Brookline Solid Waste Advisory Committee Discusses Sustainability Progress

By Maysie Childs
BU News Service

Increasing sustainability is a goal in many towns and communities, but in Brookline it is a reality. According to a Brookline Solid Waste Advisory Committee meeting on Feb.11 at the Health And Human Services Department, more and more of Brookline’s “stuff” is recycled each year.

According to reports from the town Department of Public Works, the SWAC’s efforts to cut costs of waste removal, which are calculated per pound, are working. There is a slight and steady decrease in solid waste of about seven tons per year, board members said, and the recycling weight is up about 14 tons this year.

“We’re talking trash here,” Ed Gilbert, a representative from the Brookline DPW, said. In the 10 years Gilbert has been in Brookline, he has seen a yearly decrease in trash weight.

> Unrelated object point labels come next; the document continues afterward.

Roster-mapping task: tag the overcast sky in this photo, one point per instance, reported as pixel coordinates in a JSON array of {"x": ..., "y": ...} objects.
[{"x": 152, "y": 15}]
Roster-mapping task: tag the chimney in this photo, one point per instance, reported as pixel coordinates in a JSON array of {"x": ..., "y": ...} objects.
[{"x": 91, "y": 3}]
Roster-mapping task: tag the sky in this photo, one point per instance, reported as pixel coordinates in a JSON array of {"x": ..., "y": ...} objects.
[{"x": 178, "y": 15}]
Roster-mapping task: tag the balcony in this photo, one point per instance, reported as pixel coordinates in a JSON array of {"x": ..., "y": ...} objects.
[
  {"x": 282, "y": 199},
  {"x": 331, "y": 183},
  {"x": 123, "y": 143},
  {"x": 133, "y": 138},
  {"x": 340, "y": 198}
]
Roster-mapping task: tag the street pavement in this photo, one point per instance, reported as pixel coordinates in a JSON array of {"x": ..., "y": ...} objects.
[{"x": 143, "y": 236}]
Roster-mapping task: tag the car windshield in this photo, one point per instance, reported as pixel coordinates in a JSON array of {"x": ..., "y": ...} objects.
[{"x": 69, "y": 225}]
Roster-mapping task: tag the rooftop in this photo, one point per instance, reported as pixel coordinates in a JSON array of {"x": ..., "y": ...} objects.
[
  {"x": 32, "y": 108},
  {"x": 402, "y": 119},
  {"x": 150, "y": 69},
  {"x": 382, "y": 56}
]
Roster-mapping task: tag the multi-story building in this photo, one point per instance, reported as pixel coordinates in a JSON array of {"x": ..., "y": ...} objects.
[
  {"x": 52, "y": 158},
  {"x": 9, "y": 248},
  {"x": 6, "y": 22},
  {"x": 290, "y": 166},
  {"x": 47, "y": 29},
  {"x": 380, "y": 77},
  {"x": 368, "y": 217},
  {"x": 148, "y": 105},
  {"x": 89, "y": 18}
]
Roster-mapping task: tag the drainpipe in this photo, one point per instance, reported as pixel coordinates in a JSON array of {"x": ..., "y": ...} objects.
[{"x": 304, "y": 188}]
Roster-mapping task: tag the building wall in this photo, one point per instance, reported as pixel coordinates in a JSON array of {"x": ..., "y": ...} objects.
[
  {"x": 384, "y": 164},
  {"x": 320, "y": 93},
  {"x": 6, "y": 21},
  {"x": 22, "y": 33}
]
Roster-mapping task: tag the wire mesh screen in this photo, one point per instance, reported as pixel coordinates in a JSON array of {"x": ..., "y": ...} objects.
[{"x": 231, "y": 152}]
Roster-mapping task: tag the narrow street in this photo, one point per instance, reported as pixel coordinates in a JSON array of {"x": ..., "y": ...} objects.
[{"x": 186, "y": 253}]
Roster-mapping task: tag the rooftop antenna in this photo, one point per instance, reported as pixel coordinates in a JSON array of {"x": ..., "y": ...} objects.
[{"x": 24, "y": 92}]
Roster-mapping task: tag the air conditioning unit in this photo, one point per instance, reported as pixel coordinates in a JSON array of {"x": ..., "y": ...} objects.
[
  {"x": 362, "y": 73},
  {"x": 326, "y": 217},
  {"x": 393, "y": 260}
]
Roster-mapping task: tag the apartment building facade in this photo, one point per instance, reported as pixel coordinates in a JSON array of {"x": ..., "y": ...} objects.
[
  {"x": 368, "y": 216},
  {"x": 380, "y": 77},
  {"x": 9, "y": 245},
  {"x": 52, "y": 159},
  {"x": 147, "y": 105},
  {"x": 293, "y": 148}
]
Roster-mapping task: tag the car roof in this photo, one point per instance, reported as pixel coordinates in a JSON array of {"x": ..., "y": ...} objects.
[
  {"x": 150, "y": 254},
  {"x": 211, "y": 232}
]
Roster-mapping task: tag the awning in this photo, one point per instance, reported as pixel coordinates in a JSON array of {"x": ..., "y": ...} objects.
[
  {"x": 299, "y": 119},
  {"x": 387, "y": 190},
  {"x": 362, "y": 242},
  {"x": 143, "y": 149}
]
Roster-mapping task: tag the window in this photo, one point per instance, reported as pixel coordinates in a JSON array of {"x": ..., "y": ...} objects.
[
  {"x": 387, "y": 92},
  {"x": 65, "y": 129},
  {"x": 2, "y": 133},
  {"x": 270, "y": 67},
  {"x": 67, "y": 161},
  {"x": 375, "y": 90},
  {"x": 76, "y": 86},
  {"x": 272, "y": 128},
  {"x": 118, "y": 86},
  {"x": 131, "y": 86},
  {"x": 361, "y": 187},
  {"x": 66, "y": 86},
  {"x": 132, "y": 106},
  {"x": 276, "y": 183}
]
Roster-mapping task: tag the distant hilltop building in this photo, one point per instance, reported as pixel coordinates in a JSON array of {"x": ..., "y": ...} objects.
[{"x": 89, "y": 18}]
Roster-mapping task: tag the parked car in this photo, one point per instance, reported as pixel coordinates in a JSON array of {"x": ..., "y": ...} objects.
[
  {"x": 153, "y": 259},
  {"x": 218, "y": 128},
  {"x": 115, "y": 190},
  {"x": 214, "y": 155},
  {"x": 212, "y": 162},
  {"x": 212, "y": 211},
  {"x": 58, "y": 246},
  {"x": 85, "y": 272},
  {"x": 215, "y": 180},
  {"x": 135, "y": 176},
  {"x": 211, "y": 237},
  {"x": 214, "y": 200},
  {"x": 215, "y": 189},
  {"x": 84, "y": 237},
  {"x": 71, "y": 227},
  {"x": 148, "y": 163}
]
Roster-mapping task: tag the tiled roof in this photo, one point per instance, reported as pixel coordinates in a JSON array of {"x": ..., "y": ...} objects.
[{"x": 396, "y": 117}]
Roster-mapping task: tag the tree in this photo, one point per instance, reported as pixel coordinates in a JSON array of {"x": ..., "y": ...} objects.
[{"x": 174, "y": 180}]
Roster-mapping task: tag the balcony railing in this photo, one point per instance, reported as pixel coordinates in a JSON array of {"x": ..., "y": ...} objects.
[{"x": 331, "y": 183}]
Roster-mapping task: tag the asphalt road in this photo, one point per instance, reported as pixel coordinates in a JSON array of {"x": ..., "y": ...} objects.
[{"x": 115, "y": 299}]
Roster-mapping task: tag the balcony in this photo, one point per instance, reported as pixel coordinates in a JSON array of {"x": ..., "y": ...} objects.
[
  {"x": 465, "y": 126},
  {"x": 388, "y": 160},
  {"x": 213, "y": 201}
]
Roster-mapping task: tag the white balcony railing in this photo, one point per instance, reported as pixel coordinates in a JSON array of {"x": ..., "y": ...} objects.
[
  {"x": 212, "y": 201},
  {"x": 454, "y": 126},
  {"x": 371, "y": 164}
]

“There is a point to which you can get people to recycle,” Gilbert said, “And we have gotten to this point, you can’t get much lower.”

SWAC members promote recycling through community participation and encouragement.

Meeting chairman John Dempsey said the members helped to get single-stream recycling implemented with 65-gallon blue carts and automatic collection.

But SWAC members want to get the total weight of solid waste and the costs of trash pick-up even lower. Starting this May, Brookline officials plan to implement a program in which residents will drop off kitchen waste at a transfer station to cut trash pick-up costs.

A potential problem for residents is that the transfer station is accessible only by car.

“We’d do much better if we had drop-off sites in the denser neighborhoods of North Brookline,” Dempsey said.

Local drop-offs are more costly though, and would mean residents near the site have to worry about pests, rodents and odors that accompany heaps of kitchen waste.

Cambridge has implemented a program for curbside collection of kitchen waste.

“We are letting Cambridge be the guinea pigs on curbside collection,” Dempsey said. “We’ll see how their program goes before trying to institute a similar program in Brookline.”

Cambridge has a bigger budget for waste removal than Brookline.

SWAC members said they are cautious about taking the same leap because the program will increase labor costs.

“They [Cambridge] still have two guys on the back of a truck,” Gilbert said. “Their labor costs are through the roof.”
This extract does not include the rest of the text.